In Crime and Punishment, the overwhelming stench of poverty sets the story for depression and disaster. The setting is Haymarket square, where Raskolnikov, the protagonist, lives in a wretched and “insufferable” slum of St. Petersburg, Russia. The living conditions in the town are absolutely appalling. Hot, suffocating summer air and drunken crowds are only backgrounds to the overwhelming number of criminals roaming the streets with violence and abuse. Their presence cannot go unnoticed, as “types so queer were to be seen in the streets that no figure, however queer, would have caused surprise” (Dostoyevsky 3).
This atmosphere sets the tone for the inescapable crime and poverty in the novel, which cannot even be dismissed once inside. Dostoyevsky is able to portray the rooms in his novel in detail as he lived in a cramped room such as the ones he illustrates.
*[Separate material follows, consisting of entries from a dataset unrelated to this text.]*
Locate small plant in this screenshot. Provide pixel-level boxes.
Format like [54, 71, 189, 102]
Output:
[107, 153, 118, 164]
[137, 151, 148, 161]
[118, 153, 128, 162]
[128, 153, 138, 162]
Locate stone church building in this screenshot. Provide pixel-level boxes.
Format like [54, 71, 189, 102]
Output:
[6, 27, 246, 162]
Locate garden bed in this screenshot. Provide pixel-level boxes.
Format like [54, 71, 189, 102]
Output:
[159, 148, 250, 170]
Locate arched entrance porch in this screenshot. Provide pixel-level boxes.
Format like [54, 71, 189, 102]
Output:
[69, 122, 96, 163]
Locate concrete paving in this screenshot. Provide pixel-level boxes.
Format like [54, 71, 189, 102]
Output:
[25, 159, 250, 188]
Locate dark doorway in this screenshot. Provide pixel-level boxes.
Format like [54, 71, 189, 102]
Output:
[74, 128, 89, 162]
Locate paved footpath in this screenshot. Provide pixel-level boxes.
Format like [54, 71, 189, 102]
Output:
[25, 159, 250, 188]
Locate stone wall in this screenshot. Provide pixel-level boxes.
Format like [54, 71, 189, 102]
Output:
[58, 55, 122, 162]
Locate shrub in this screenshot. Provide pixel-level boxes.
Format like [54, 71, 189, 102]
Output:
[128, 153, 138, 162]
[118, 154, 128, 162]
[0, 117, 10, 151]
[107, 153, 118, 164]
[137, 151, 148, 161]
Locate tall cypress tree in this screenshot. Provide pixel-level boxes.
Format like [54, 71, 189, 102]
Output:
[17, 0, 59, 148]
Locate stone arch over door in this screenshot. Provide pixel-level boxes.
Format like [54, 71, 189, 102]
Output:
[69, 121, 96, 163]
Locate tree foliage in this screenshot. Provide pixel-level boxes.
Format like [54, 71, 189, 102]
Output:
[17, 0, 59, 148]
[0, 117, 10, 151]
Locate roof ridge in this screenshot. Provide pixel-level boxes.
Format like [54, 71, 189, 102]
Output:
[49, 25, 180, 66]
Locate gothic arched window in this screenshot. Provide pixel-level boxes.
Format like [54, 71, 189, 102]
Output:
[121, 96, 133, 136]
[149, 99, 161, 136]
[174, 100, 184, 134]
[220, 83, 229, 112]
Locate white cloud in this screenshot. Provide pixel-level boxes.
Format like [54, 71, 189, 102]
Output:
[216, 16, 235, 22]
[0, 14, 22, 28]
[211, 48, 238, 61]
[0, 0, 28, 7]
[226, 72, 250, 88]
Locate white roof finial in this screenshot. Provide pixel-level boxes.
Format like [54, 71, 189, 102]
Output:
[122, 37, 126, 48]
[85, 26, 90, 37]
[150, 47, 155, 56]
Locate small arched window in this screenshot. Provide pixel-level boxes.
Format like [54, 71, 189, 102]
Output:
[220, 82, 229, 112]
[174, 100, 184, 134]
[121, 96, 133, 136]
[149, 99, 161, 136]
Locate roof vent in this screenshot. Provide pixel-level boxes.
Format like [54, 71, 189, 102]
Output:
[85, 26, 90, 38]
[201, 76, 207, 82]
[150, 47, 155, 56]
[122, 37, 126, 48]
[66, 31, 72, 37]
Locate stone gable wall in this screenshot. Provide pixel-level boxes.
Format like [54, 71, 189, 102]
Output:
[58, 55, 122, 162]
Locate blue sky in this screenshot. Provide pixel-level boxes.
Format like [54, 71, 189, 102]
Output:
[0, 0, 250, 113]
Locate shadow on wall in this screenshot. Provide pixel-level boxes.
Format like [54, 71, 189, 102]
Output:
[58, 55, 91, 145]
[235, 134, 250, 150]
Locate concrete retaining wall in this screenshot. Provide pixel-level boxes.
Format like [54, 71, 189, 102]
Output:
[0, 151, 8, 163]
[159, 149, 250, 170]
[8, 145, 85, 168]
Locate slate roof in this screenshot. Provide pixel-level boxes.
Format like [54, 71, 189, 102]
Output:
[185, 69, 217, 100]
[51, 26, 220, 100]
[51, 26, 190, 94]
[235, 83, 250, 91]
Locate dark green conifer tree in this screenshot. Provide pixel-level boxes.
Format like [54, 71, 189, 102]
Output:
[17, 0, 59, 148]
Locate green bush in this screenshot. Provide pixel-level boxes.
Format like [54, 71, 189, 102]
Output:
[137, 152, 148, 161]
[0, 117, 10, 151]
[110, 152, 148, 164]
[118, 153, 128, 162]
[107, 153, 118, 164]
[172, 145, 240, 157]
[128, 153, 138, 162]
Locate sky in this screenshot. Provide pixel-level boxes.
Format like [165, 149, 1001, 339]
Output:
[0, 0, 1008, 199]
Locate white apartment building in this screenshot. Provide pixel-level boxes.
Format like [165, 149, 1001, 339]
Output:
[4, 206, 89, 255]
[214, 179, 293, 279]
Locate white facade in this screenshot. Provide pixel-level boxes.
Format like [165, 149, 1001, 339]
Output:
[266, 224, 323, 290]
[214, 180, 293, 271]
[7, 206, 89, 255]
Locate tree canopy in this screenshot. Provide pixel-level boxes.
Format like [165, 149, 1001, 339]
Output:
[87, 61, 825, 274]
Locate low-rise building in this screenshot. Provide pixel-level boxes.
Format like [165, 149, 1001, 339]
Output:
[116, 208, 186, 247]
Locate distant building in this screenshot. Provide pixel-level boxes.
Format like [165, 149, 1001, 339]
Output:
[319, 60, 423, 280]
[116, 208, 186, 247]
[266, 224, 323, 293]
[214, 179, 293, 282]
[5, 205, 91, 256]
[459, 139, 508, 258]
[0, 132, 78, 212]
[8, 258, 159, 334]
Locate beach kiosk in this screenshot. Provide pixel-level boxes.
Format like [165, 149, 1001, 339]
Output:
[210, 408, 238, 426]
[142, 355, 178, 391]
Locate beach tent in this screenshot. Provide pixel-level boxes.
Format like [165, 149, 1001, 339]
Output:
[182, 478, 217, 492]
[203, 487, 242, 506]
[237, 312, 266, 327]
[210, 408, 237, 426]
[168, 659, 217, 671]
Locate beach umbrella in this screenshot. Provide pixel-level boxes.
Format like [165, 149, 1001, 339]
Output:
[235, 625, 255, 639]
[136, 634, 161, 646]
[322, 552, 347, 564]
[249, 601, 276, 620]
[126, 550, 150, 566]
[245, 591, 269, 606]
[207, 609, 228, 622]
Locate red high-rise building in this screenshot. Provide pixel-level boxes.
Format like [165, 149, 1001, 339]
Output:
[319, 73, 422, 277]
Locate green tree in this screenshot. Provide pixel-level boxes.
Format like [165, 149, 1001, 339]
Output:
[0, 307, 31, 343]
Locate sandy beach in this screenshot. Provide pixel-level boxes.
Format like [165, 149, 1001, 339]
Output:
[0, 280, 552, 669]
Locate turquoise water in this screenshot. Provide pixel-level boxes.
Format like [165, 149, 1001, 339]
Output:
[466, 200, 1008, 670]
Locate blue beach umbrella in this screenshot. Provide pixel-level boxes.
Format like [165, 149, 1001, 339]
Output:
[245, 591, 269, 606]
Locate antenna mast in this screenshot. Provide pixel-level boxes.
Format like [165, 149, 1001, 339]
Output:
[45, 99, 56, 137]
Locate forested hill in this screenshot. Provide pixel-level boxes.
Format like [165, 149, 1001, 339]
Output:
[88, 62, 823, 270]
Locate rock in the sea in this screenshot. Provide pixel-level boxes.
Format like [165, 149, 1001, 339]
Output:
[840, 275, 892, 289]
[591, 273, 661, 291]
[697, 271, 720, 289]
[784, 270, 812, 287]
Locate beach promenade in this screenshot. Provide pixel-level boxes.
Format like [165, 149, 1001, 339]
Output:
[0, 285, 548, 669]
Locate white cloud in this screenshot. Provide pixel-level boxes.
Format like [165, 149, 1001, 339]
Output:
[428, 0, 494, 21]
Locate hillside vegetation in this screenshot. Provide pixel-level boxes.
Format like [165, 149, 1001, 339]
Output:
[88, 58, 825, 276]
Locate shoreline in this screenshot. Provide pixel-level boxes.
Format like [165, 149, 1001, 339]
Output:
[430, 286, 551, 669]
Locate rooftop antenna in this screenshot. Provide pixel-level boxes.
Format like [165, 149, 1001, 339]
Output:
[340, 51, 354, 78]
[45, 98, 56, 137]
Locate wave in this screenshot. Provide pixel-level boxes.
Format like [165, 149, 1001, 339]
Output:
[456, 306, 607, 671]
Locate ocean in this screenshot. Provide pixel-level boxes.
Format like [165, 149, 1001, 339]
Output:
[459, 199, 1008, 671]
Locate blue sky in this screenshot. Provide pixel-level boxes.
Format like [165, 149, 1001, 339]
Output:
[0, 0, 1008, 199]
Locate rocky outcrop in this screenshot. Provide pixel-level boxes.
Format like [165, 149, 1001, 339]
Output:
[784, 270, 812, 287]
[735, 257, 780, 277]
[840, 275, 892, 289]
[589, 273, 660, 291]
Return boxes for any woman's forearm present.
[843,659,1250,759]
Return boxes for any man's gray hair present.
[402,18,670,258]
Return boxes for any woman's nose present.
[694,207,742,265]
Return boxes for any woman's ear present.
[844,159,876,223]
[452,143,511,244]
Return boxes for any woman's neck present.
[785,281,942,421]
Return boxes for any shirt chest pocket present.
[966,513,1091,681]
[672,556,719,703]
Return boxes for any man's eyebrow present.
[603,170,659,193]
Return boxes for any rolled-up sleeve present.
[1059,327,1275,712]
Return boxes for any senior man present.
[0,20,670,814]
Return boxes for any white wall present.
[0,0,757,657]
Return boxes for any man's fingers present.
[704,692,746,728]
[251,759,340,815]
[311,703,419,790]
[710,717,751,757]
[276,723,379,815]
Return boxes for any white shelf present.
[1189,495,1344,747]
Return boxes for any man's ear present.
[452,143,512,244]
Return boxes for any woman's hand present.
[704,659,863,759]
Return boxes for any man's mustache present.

Raskolnikov’s room “was a tiny cupboard of a room about six paces in length. It had a poverty-stricken appearance with its dusty yellow paper peeling off the walls” (28). The obvious condition of his room elaborates on the blunt truth of extreme poverty. There is no capability of the Haymarket’s to be ignored. Dostoyevsky’s description of the square is a huge distraction for Raskolnikov, the atmosphere “[working] painfully upon the young man’s already overwrought nerves” (2).
Raskolnikov tends to wander around the town as “the thought of going home suddenly filled him with intense loathing” (55), preferring to be anywhere than in his tight cramped room. The setting in the novel gets significantly more hazy after Raskolnikov commits the murder.
Reveling in the fact that he barely got away with murdering two people, he frantically and unsuccessfully tries to justify his actions to maintain control, slipping into oblivion. Writhing on his sofa, he only wakes up when Nastasya, the housekeeper or when the “fearful, despairing cries rose shrilly from the streets under his window after two o’clock” (91).
Throughout most of the novel, Raskolnikov stays scattered, disoriented, constantly “ill; he was in a feverish state, sometimes hallucinating sometimes half conscious” (130). His emotional and physical state easily slip under the radar as it is easy to believe his illness is from his unsafe surroundings and horrendous living conditions. The frantic confusion helps the reader understand Raskolnikov’s extreme uneasiness and incapability comprehending his surroundings of what’s around him.